Deuxième sujet de discussion avec la Commission européenne : la méthode de calcul de la croissance potentielle. Le FMI, en 2013, a reconnu qu’une erreur de méthode avait été commise, qui pouvait avoir des implications importantes. Le commissaire européen Pierre Moscovici, à qui nous avons écrit avec quarante députés issus de différentes commissions des finances et du budget des parlements nationaux des vingt-huit pays de l’Union, a reconnu, lui aussi, que la question pouvait se poser et qu’elle devait être prise en compte. Sur ce point, monsieur le secrétaire d’État, je souhaiterais connaître la position de la France et j’espère un soutien de votre part pour que la lettre que nous avons adressée permette de trouver une issue favorable et de décider d’un changement de méthode de calcul de la croissance potentielle.

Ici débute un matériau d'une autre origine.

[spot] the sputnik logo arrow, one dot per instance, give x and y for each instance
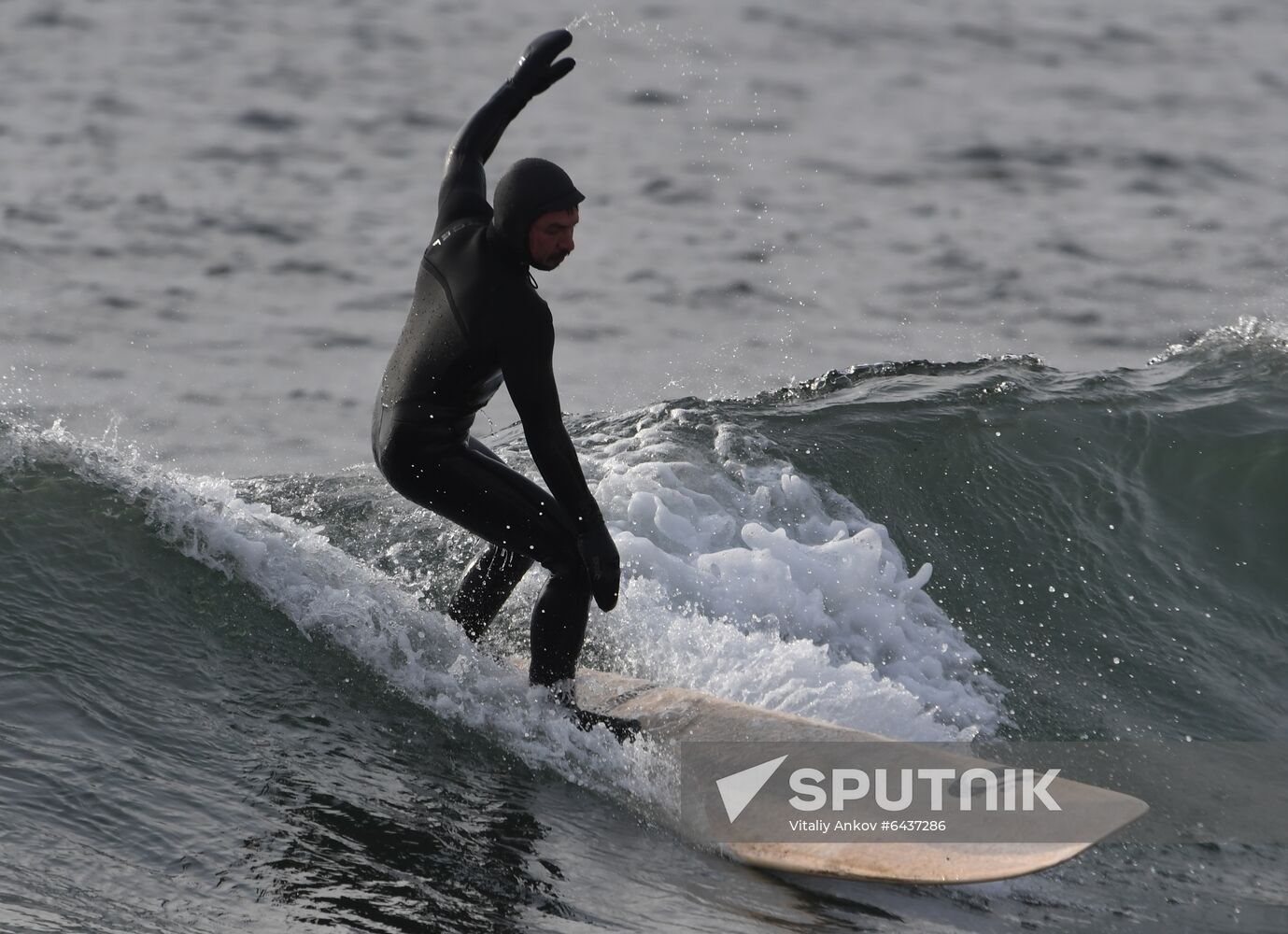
(738, 788)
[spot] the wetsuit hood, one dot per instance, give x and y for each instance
(530, 189)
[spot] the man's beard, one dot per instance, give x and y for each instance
(556, 259)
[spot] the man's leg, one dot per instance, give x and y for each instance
(488, 580)
(486, 585)
(474, 488)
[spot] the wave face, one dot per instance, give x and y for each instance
(242, 695)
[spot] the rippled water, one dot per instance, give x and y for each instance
(213, 213)
(234, 703)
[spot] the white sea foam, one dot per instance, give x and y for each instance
(327, 593)
(747, 580)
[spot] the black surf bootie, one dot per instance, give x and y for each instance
(564, 693)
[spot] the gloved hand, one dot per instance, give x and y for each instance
(537, 68)
(603, 564)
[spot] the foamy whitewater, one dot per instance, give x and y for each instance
(927, 362)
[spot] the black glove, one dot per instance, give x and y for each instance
(537, 68)
(603, 564)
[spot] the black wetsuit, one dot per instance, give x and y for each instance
(476, 321)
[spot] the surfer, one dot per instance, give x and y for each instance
(476, 321)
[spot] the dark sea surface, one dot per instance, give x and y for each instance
(228, 696)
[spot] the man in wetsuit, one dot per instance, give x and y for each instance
(476, 321)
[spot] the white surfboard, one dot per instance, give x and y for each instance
(675, 714)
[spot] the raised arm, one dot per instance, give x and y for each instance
(464, 190)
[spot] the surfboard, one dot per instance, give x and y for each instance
(672, 714)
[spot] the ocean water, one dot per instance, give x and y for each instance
(971, 312)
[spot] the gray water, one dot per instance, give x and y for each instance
(213, 211)
(211, 220)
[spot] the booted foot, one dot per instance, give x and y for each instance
(564, 693)
(624, 729)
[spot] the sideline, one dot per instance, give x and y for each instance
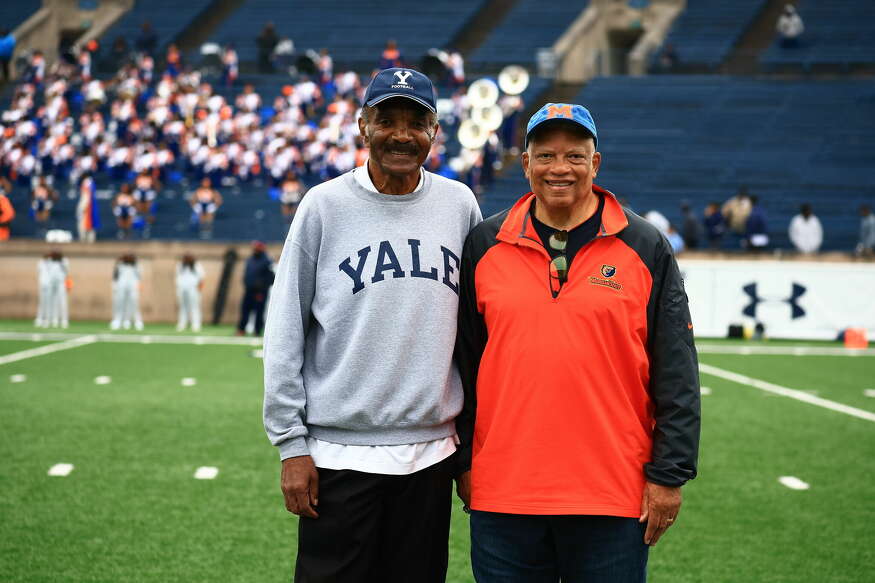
(43, 350)
(786, 392)
(134, 338)
(706, 348)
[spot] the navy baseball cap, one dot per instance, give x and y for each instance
(400, 82)
(563, 111)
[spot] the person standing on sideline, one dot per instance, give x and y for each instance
(53, 272)
(577, 357)
(866, 246)
(361, 391)
(257, 279)
(189, 281)
(805, 230)
(126, 294)
(7, 211)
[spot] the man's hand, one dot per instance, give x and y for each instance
(659, 508)
(463, 488)
(300, 485)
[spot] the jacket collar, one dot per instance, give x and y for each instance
(518, 223)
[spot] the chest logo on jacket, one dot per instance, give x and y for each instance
(387, 261)
(607, 272)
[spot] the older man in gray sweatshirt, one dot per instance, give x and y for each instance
(361, 390)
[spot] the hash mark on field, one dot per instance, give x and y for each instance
(206, 473)
(793, 483)
(61, 470)
(786, 392)
(43, 350)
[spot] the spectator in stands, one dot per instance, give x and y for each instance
(692, 230)
(205, 202)
(675, 239)
(391, 56)
(866, 246)
(805, 231)
(147, 41)
(7, 212)
(257, 279)
(145, 192)
(230, 65)
(736, 210)
(715, 226)
(291, 193)
(7, 49)
(189, 282)
(124, 208)
(756, 228)
(790, 27)
(43, 198)
(266, 41)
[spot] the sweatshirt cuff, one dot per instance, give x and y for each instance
(294, 447)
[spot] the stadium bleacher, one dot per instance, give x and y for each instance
(704, 34)
(13, 14)
(527, 27)
(169, 18)
(355, 33)
(837, 32)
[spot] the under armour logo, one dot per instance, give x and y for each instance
(403, 76)
(751, 309)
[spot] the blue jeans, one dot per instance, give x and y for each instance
(522, 548)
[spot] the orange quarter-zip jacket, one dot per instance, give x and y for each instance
(573, 401)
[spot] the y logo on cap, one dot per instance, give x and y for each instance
(402, 77)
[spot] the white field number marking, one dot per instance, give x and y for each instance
(793, 483)
(61, 470)
(206, 473)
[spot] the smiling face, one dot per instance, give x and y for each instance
(399, 134)
(560, 163)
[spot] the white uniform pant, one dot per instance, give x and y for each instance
(53, 304)
(189, 299)
(126, 305)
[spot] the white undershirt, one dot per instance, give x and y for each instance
(380, 459)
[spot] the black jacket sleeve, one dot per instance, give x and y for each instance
(674, 376)
(470, 343)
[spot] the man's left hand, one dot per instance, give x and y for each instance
(659, 508)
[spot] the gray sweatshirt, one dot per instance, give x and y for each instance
(360, 331)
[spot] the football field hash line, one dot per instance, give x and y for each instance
(786, 392)
(49, 349)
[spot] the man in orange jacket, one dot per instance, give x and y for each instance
(577, 359)
(7, 213)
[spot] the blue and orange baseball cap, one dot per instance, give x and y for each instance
(570, 112)
(400, 82)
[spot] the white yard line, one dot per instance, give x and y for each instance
(786, 392)
(135, 338)
(49, 349)
(705, 348)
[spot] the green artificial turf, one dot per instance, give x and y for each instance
(132, 511)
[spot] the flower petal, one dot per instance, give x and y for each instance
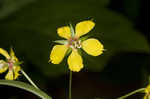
(64, 32)
(9, 75)
(12, 54)
(57, 54)
(4, 53)
(16, 70)
(3, 66)
(75, 61)
(84, 27)
(92, 47)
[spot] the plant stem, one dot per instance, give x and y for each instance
(29, 79)
(131, 93)
(70, 84)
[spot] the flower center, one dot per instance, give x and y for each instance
(74, 43)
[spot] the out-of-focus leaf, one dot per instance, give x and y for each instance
(26, 87)
(32, 29)
(10, 6)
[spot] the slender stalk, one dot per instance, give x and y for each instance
(29, 79)
(131, 93)
(70, 84)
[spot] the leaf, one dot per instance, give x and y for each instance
(26, 87)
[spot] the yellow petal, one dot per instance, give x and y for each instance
(9, 75)
(3, 66)
(16, 71)
(57, 54)
(75, 61)
(92, 47)
(12, 54)
(64, 32)
(4, 53)
(84, 27)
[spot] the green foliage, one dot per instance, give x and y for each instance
(31, 27)
(26, 87)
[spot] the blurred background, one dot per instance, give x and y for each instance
(29, 26)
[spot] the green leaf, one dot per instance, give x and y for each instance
(26, 87)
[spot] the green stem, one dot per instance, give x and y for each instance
(70, 84)
(29, 79)
(131, 93)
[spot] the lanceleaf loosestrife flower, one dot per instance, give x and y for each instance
(91, 46)
(11, 64)
(147, 92)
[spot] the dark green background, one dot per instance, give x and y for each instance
(29, 26)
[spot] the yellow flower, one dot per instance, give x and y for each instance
(91, 46)
(147, 92)
(11, 63)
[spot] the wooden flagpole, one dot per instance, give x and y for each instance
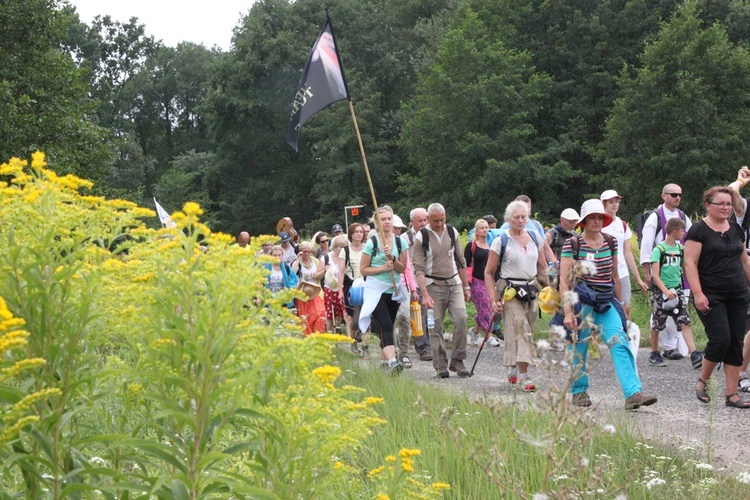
(379, 226)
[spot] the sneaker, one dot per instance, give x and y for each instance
(393, 367)
(513, 376)
(475, 340)
(457, 366)
(655, 359)
(673, 354)
(425, 356)
(492, 342)
(581, 399)
(696, 358)
(639, 399)
(406, 361)
(527, 385)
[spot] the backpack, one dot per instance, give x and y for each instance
(640, 221)
(504, 243)
(663, 253)
(374, 239)
(745, 226)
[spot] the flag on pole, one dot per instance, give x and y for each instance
(322, 82)
(164, 217)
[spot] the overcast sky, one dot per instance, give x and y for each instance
(173, 21)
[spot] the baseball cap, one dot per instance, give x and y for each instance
(397, 222)
(591, 207)
(570, 214)
(609, 194)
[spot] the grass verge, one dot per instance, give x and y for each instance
(485, 450)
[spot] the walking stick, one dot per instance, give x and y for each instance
(484, 340)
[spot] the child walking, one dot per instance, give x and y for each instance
(667, 297)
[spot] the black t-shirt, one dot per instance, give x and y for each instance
(479, 262)
(719, 265)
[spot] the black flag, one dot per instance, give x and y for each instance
(322, 83)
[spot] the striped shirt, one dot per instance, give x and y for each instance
(602, 259)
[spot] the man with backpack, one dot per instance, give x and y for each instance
(654, 232)
(440, 269)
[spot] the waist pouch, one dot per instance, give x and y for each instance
(525, 292)
(600, 297)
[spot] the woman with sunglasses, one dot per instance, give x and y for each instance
(718, 270)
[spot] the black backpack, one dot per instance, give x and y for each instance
(426, 242)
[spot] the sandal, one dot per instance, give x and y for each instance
(702, 394)
(739, 403)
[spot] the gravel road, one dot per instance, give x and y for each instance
(677, 420)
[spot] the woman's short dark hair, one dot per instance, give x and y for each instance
(708, 195)
(352, 227)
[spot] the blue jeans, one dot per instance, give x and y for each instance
(611, 331)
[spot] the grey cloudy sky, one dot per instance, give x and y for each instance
(173, 21)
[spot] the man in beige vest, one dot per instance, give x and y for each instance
(440, 269)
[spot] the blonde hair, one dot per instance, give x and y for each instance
(340, 241)
(478, 223)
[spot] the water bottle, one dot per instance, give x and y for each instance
(552, 274)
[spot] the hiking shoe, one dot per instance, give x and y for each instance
(696, 358)
(457, 366)
(492, 342)
(393, 367)
(475, 340)
(527, 385)
(639, 399)
(406, 361)
(673, 354)
(655, 359)
(513, 376)
(581, 399)
(425, 356)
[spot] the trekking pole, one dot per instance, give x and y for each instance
(484, 340)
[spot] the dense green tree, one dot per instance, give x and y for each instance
(683, 116)
(43, 96)
(258, 178)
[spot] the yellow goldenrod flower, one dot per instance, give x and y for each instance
(327, 374)
(406, 453)
(37, 160)
(192, 208)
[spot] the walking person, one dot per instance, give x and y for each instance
(519, 257)
(440, 269)
(383, 262)
(598, 298)
(476, 253)
(718, 270)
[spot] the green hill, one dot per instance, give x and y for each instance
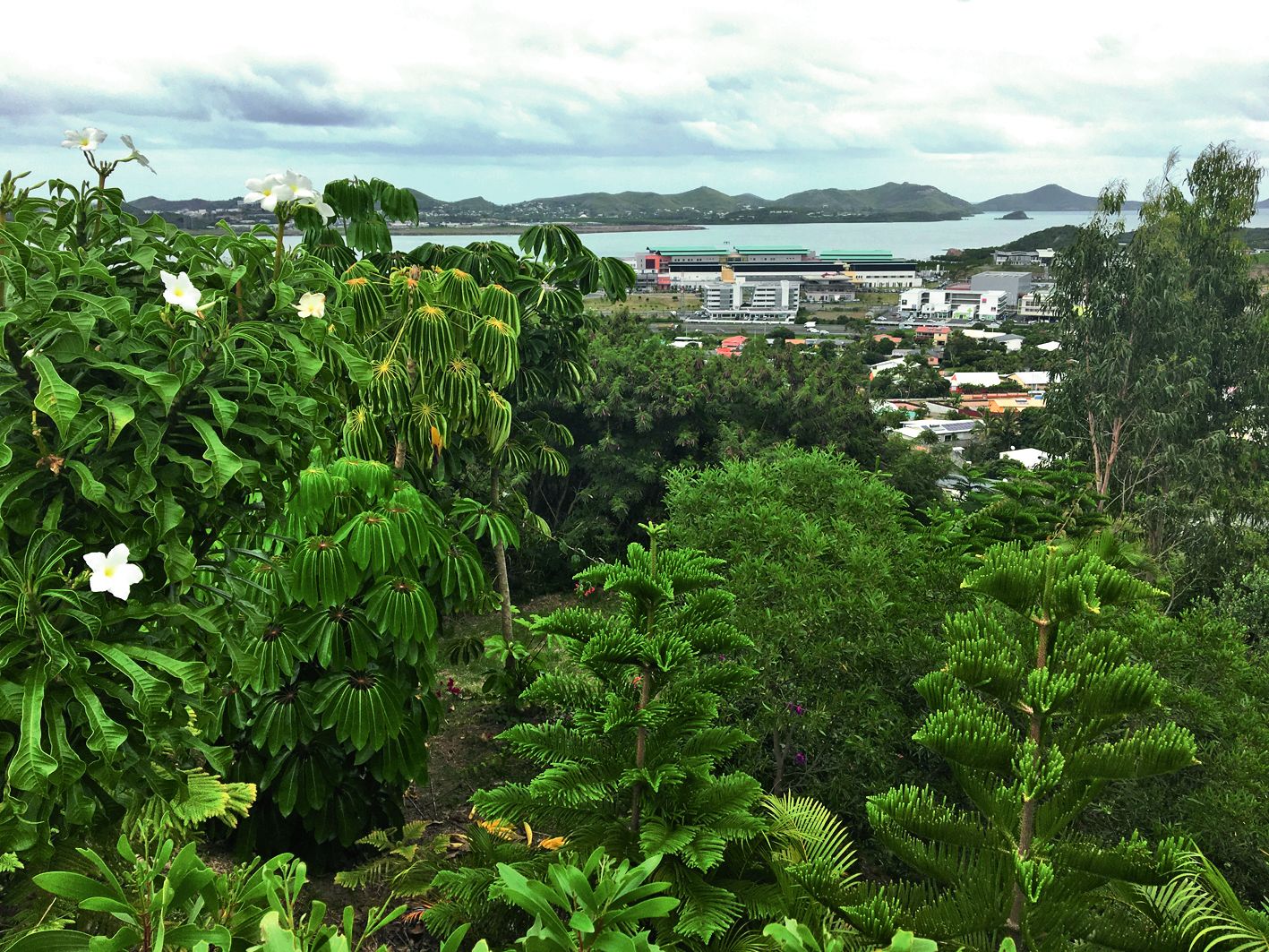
(1046, 198)
(891, 197)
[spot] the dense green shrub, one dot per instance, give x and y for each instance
(632, 750)
(1038, 708)
(172, 429)
(843, 596)
(1219, 688)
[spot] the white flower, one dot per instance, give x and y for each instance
(180, 291)
(320, 204)
(113, 572)
(267, 192)
(87, 139)
(311, 304)
(136, 157)
(296, 187)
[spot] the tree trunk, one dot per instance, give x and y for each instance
(1027, 824)
(645, 694)
(778, 753)
(504, 583)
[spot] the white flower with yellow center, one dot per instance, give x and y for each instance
(87, 139)
(295, 187)
(112, 571)
(320, 204)
(134, 157)
(180, 291)
(267, 192)
(311, 304)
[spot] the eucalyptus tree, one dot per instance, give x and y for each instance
(1164, 337)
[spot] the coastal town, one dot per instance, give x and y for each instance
(946, 355)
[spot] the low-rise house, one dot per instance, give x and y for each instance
(992, 403)
(1029, 457)
(873, 370)
(973, 379)
(933, 334)
(1033, 380)
(956, 432)
(1013, 401)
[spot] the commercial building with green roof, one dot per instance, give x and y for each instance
(690, 250)
(863, 255)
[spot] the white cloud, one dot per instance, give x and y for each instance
(517, 99)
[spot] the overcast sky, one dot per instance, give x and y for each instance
(519, 99)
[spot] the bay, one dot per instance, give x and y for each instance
(905, 239)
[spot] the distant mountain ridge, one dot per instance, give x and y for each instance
(1046, 198)
(894, 201)
(708, 204)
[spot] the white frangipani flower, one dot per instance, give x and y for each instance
(134, 155)
(311, 304)
(296, 187)
(267, 192)
(112, 571)
(320, 204)
(180, 291)
(87, 139)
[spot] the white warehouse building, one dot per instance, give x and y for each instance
(766, 301)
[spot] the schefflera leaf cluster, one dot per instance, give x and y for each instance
(335, 699)
(442, 348)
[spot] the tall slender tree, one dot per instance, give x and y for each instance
(1038, 708)
(1164, 387)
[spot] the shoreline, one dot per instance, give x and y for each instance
(516, 228)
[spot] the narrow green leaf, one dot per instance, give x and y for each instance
(30, 763)
(118, 414)
(224, 461)
(224, 410)
(89, 487)
(56, 398)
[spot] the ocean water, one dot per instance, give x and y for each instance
(904, 239)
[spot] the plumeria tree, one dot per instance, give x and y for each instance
(161, 395)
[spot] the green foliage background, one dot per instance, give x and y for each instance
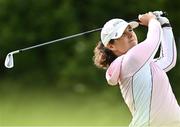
(64, 72)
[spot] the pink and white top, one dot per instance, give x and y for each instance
(143, 81)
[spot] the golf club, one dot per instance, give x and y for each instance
(9, 61)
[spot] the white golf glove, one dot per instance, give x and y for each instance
(161, 19)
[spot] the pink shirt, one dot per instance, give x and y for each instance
(143, 81)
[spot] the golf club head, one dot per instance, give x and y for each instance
(9, 61)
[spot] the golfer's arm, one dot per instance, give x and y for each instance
(145, 51)
(168, 56)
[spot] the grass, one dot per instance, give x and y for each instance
(54, 108)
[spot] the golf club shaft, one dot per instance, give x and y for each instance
(60, 39)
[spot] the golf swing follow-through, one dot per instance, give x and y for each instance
(9, 61)
(142, 79)
(132, 66)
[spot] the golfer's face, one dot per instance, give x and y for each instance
(125, 42)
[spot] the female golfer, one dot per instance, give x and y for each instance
(142, 78)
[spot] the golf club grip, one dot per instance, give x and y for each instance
(164, 14)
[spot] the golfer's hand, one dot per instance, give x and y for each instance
(145, 18)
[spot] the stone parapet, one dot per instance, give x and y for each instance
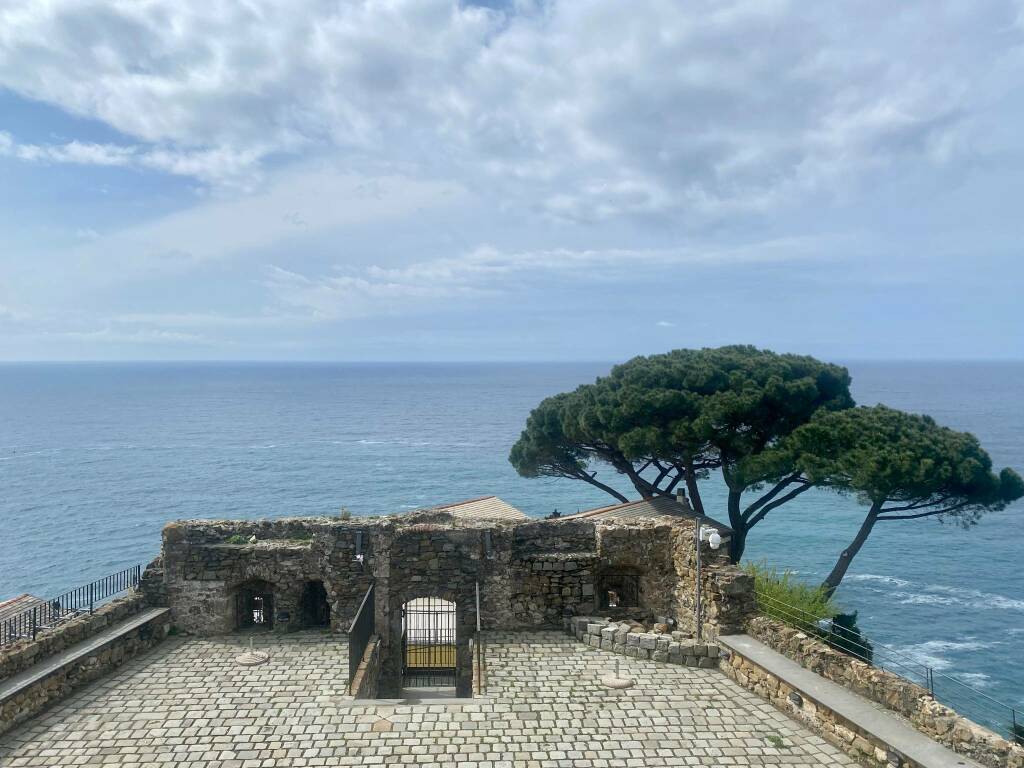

Enfin, mes chers collègues, on ne peut pas parler de l’Europe sans évoquer le Brexit. Celui-ci est un choc politique, non seulement pour ses possibles conséquences économiques, mais aussi et surtout parce qu’il a confronté les responsables politiques à ce que pensent parfois nos concitoyens de ce qu’est devenue l’Europe. À ce stade, aucune de ses conséquences n’est correctement appréhendée et, d’ailleurs, je ne suis pas certaine qu’il soit possible de le faire précisément.

Je rappelle que le Royaume-Uni, même s’il bénéficie d’un important rabais, est lui aussi l’un des principaux contributeurs au budget européen. Sa contribution nette, même en prenant en compte le rabais dont il bénéficie, est équivalente à la nôtre, de l’ordre de 6 à 7 milliards d’euros. Sa sortie risque de se traduire par la disparition de sa contribution nette. Bien sûr, cela dépend en grande partie des négociations qui seront menées entre le Royaume-Uni et l’Union européenne. Néanmoins, il est à craindre que, l’année prochaine ou les années suivantes, cela puisse avoir une conséquence sur le prélèvement sur recettes qui est voté chaque année dans la loi de finances. En tout état de cause, monsieur le secrétaire d’État, il nous faudra être très vigilants sur ce point, dans le cadre des négociations qui vont s’ouvrir.

S’agissant des conséquences politiques de cet événement, mes chers collègues, je voudrais conclure par une invitation de François Mitterrand, qui aurait eu 100 ans aujourd’hui. Lors de ses derniers voeux, il avait fait deux recommandations. Si vous le permettez, je citerai la seconde : « ne séparez jamais la grandeur de la France de la construction de l’Europe. C’est notre nouvelle dimension et notre ambition pour le siècle prochain. » Cette recommandation, mes chers collègues, monsieur le secrétaire d’État, me paraît plus que jamais d’actualité.